Cuando Trafford, the general director and founder of Restart Dogs, knows the psychology of canine addiction, can be referred to the penitentiary system: “El castigo suppresses malos behaviors, but no need to create positive behaviors,” affirmed the driver of the cargo ship project. “The only way to create a new neural pathway is to continue to reward it.”

Rachel Trafford, CEO and Founder of Restart Dogs. Photo: Restarting the dogs

Dan, a former prison drug dealer, was given the opportunity to be part of the project, which encouraged him to quit drugs “overnight”. “What will really reduce the risk of reoffending is not wanting to reoffend,” he says. “We must reduce the desire to consume drugs with significant activity. “It keeps me grounded.” The qualifications gained on the course and the skills you learn paint a picture of what a life away from crime could be like when you leave prison. “There is now a group of prisoners that we no longer have to worry about,” Trafford notes.

“They don’t use drugs, they don’t have incidents, they are easy to manage in the services. Normally, random drug testing is conducted on the entire prison population. If they are in our program, it is mandatory. If they fail, they’re out,” says Trafford. Despite this, only one prisoner was kicked out of the program in the first few days. As the project manager delicately puts it, “they needed to do a little more personal work”.

The project is still in its early stages, but there is evidence to suggest it reduces crime. Photo: Restarting the dogs

The College of Policing’s own guidelines on dog training programs for inmates note that “overall, the evidence suggests that the intervention reduced crime”, based on limited information on initiatives such as Restart Dogs and a handful of similar emerging programs.
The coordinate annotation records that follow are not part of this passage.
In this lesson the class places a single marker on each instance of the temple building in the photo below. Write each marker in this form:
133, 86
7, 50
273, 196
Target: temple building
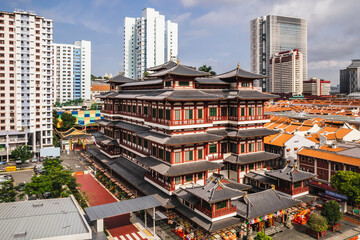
188, 137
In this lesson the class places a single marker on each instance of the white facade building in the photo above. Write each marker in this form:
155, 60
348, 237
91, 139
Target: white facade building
286, 72
273, 34
26, 83
72, 70
148, 41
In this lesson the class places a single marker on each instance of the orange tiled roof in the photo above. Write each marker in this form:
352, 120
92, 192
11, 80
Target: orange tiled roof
342, 132
269, 138
330, 156
280, 140
330, 149
100, 87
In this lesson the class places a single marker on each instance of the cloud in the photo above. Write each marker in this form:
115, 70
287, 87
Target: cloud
182, 17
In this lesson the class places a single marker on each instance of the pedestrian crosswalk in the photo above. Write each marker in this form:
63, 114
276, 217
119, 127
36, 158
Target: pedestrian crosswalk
131, 236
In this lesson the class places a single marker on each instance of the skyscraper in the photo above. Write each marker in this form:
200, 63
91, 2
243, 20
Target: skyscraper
26, 84
286, 72
148, 41
273, 34
72, 70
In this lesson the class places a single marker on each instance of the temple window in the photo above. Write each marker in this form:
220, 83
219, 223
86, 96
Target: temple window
167, 114
168, 156
189, 114
222, 204
189, 155
233, 111
200, 154
161, 113
200, 176
251, 147
184, 83
177, 115
189, 178
177, 157
213, 112
200, 114
213, 148
251, 111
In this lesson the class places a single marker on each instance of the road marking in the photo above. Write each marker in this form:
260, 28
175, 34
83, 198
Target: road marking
142, 235
135, 236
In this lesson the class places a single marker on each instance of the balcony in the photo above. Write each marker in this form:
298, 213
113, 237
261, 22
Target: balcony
217, 212
167, 186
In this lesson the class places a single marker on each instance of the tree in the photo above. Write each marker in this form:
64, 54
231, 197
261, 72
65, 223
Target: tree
262, 236
7, 192
55, 180
347, 183
68, 120
331, 211
208, 69
22, 153
55, 118
93, 106
317, 223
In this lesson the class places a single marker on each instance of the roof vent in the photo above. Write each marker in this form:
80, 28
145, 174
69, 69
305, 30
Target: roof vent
20, 234
38, 204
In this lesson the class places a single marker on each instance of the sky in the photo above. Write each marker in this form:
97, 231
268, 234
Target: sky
211, 32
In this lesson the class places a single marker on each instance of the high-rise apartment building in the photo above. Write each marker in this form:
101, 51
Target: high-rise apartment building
148, 41
26, 86
286, 72
72, 70
273, 34
317, 87
350, 77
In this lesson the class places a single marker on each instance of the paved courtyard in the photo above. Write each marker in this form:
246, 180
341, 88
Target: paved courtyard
119, 227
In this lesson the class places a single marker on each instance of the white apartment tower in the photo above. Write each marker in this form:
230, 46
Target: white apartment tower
286, 72
273, 34
26, 86
72, 70
148, 41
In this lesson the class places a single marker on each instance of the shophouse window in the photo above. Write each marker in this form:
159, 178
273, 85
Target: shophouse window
200, 114
213, 148
189, 114
213, 112
177, 157
189, 155
200, 156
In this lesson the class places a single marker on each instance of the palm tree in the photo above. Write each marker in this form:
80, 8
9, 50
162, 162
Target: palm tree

The program’s first dog to graduate, Nika – trained in part by Dan – was given to Alfred Peterken, a young man with autism, in 2022. “Nika is brilliant,” says Tabitha Peterken, Alfred’s mother, speaking to Magazine Positive news. “When he senses a seizure is coming… if it lasts too long, he takes it away. We were able to sit in cafes and have a drink, which we didn’t do before,” he adds.

Trafford will expand the program to a third prison, Fosse Way, near Leicester, in November, and is creating a charity to help newly released prisoners start their own dog training businesses. With his sentence ending in December 2024, prisoners like Dan will have the opportunity to continue their work when they leave prison.